Bozen – Der Mordprozess gegen Benno Neumair wird am heutigen Dienstag vor dem Schwurgericht in Bozen fortgesetzt. Er hat bekanntlich seine Eltern Laura Perselli und Peter Neumair am 4. Jänner 2021 in deren Appartement getötet und Wochen später ein Geständnis abgelegt. Als Zeugin wird auch jene Ex-Freundin aus Deutschland aussagen, die der Angeklagte in Ulm bedroht hat. Unterdessen macht sich in Bozen ein merkwürdiges Phänomen breit: Dutzende Eltern, die sich vor einem ähnlichen Schicksal fürchten, haben sich bei der psychiatrischen Abteilung im Krankenhaus gemeldet.
Im Juli 2020 wurde Benno Neumair in Ulm zwangseingewiesen. Nach einem Streit, der völlig ausgeartet war, hatte der Bozner versucht, seiner damaligen Freundin vorzutäuschen, er sei Opfer eines Angriffs ihrer Bekannten geworden.
Der Vorfall führte die Gutachter von Amts wegen zur Schlussfolgerung, dass der Angeklagte unter einer schweren narzisstischen Persönlichkeitsstörung mit aggressiven Zügen sowie unter einer histrionischen Störung leidet. Diese ist wiederum durch exzessive Emotionalität und von der ständigen Suche nach Aufmerksamkeit gekennzeichnet.
Weniger technisch ausgedrückt, bedeutet dies, dass Benno Neumair Niederlagen und Rückschläge als extrem frustrierend empfindet. Offenbar ist er der Auffassung, dass all das aus dem Weg geräumt werden muss, was von seinem überhöhten Ego als Angriff empfunden wird.

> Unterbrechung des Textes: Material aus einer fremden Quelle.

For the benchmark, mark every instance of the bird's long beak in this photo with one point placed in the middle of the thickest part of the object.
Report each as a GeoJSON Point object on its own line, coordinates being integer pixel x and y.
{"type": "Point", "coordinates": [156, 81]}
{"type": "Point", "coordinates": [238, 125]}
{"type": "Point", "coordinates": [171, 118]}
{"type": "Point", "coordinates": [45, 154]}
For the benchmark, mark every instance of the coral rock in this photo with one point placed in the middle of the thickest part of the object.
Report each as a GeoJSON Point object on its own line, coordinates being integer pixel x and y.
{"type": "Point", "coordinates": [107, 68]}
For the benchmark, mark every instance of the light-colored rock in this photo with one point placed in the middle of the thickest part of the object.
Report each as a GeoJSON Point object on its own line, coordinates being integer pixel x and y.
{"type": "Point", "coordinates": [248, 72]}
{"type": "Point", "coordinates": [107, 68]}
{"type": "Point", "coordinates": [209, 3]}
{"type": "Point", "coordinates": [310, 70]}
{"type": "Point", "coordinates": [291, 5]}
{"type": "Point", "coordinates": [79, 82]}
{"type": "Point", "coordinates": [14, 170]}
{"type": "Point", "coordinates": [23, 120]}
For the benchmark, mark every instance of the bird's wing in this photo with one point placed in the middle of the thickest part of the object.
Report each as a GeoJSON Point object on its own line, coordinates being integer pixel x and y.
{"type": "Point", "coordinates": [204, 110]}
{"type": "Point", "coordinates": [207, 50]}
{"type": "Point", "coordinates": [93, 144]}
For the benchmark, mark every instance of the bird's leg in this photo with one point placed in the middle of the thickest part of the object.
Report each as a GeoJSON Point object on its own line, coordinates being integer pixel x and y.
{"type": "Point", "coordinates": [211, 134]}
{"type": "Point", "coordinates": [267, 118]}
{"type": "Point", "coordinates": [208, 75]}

Bei dem Vorfall in Ulm, den heute vor Gericht die Ex-Freundin bei ihrer Aussage schildern soll, soll sich der Angeklagte sein eigenes Blut ins Gesicht gespritzt haben, um Blutergüsse vorzutäuschen. Schlussendlich soll er ein Messer gegen sich selbst vor seiner Ex-Freundin gerichtet haben.
Ängste von Eltern und Kindern
In Bozen hat der Mord an dem bekannten Ehepaar unterdessen einen Domino-Effekt ausgelöst. Nicht nur Eltern, die befürchten, dass sie ebenfalls von ihren Kindern getötet werden könnten, haben sich bei der Psychiatrie gemeldet. Auch erwachsene Söhne und Töchter suchten Kontakt zur psychiatrischen Abteilung, weil sie Angst haben, zur selben Tat wie Benno Neumair fähig zu sein.
Experten zufolge leiden 13 Prozent der Bevölkerung in irgendeiner Form unter Persönlichkeitsstörungen. 0,5 bis 1,2 Prozent der Bevölkerung sind von einer narzisstischen Persönlichkeitsstörung betroffen.
„Nicht jeder Jugendliche oder junge Erwachsene, der ein bestimmtes Unbehagen empfindet, stellt jedoch eine Gefahr dar. Im Gegenteil: Viele von ihnen können selbst als Opfer betrachtet werden“, erklärt der Primar an der psychiatrischen Abteilung am Bozner Krankenhaus, Andreas Conca, Medien gegenüber.
Damit es zu einem tatsächlichen Verbrechen kommt, müssten mehrere Faktoren zusammenspielen. Entscheidend seien etwa auch ethische und moralische Vorstellungen.